Hi @shahrokhDaijavad and team,
I’ve done a quick survey comparing the current FastText-based LangID model against newer transformer and lightweight alternatives. The main downside of the existing facebook/fasttext-language-identification (1.18 GB, 157 langs) is its lower accuracy on very short, ambiguous inputs and inability to handle inline code-switching.
Below is an approximate comparison of LangID models:
| Feature | facebook/fasttext (2017) | papluca/xlm-roberta-base-language-detection (2021) | cis-lmu/glotlid (2024) | juliensimon/xlm-v-base-language-id (2023) | google/cld3 (2019) | langdetect (2014) |
|---|---|---|---|---|---|---|
| Type | Linear classifier | Transformer | Transformer | Transformer | Hybrid classifier | Linear classifier |
| Homepage | https://huggingface.co/facebook/fasttext-language-identification | https://huggingface.co/papluca/xlm-roberta-base-language-detection | https://huggingface.co/cis-lmu/glotlid | https://huggingface.co/juliensimon/xlm-v-base-language-id | https://github.com/google/cld3 | https://pypi.org/project/langdetect/ |
| Weight File | 1.18 GB | 1.14 GB | 1.69 GB | 3.11 GB | N/A (C++ library; no weight) | N/A (pure-Python; no weights) |
| Languages | 157 | 20 | 100+ | 102 (fine-tuned from FastText) | 47 | ~55 |
| Accuracy | Baseline | High | Very high | High | Good | Lower |
| Speed | Very fast | Moderate | Moderate | Moderate | Extremely fast | Very fast |
| Context Handling | Low | High | High | High | Medium | Low |
| Code-Switch Handling | Poor | Good | Improved | Good | Poor | Poor |
| Integration Ease | Very easy | Easy | Easy | Easy | Medium | Very easy |
| Best Use Case | Batch pipelines | Modern NLP workflows | Context-sensitive LID | Mid-sized multilingual LID | Embedded/browser use | Lightweight/non-critical tasks |
Next steps:
- Benchmark these on internal LangID test set (short, ambiguous, and mixed-language samples)
- Select top 1–2 candidates for an optional transformer-based transform
- Open a PR to integrate and document the new model(s)
Hi, @MaryamZahiri.

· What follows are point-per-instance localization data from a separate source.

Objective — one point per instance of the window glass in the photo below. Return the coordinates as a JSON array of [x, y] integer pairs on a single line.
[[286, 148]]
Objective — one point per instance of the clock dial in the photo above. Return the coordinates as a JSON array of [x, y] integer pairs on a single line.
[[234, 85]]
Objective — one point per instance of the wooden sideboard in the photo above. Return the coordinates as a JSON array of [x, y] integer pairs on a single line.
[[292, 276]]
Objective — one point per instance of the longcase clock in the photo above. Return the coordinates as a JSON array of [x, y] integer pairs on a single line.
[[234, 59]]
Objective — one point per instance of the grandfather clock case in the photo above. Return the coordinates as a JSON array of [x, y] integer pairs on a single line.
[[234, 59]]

Thank you. Great comparison table! Yes, the next steps are in the right direction.
hello team and @shahrokhDaijavad
I was testing the models which @MaryamZahiri mentioned on some internal and add on tests(I can share those if needed : ] ) .
My test results:
Model | Accuracy | Total Time (s) | Avg/sample (s)
--------------------------------------------+----------+----------------+---------------
papluca/xlm-roberta-base-language-detection | 55.2% | 1.638 | 0.056
facebook/fasttext-language-identification | 69.0% | 0.001 | 0.000
juliensimon/xlm-v-base-language-id | 65.5% | 4.419 | 0.152
langdetect | 55.2% | 0.214 | 0.007
I mainly tested for:
-
Accuracy – Whether the model returns the correct ISO language code.
-
Speed – Both total runtime and average time per sample.
-
Short/Ambiguous Inputs – How well it handles single words or unclear tokens.
-
Context Awareness – Whether it uses full sentence context or just token frequencies.
-
Code-switching – Ability to handle mixed-language sentences in the same input.
-
Non-language Input Handling – How it treats numbers, punctuation, symbols, etc.
-
Named Entities & Borrowed Words – Detection of names, emojis, and words from other languages.

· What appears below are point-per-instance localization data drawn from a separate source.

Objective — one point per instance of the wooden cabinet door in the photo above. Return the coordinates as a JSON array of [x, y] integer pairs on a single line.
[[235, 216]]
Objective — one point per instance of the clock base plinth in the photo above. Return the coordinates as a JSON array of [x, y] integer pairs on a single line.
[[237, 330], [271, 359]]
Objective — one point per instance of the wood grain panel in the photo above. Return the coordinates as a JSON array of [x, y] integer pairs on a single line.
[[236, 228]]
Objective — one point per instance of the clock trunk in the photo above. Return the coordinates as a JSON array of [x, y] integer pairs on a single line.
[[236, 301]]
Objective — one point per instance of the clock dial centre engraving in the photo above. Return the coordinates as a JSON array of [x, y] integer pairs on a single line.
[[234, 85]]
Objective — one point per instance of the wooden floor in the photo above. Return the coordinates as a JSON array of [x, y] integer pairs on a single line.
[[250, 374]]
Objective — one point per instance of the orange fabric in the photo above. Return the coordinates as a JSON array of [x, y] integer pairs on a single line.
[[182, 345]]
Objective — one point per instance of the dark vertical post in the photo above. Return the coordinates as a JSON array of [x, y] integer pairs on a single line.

TL;DR: facebook/fasttext although old is still Insane for the time it takes and the size it has. Sure juliensimon/xlm-v-base-language-id is almost similar on performance with facebook/fasttextwith performing on similar or slightly worse on a few tests but very similar. But again the speed of facebook/fasttext is on a different league and is way faster than juliensimon/xlm-v-base-language-id and then the size of the later is more than the other one.
Till now facebook/fasttext is pretty much dominating the tests along with mindblowing speeds .
I am yet to test cis-lmu/glotlid and google/cld3 due to some installation issue will check again . I think espeically google/cld3 will be interesting to see as it is a CPP library . Will update soon :)
Also let me know if any other model to be tested?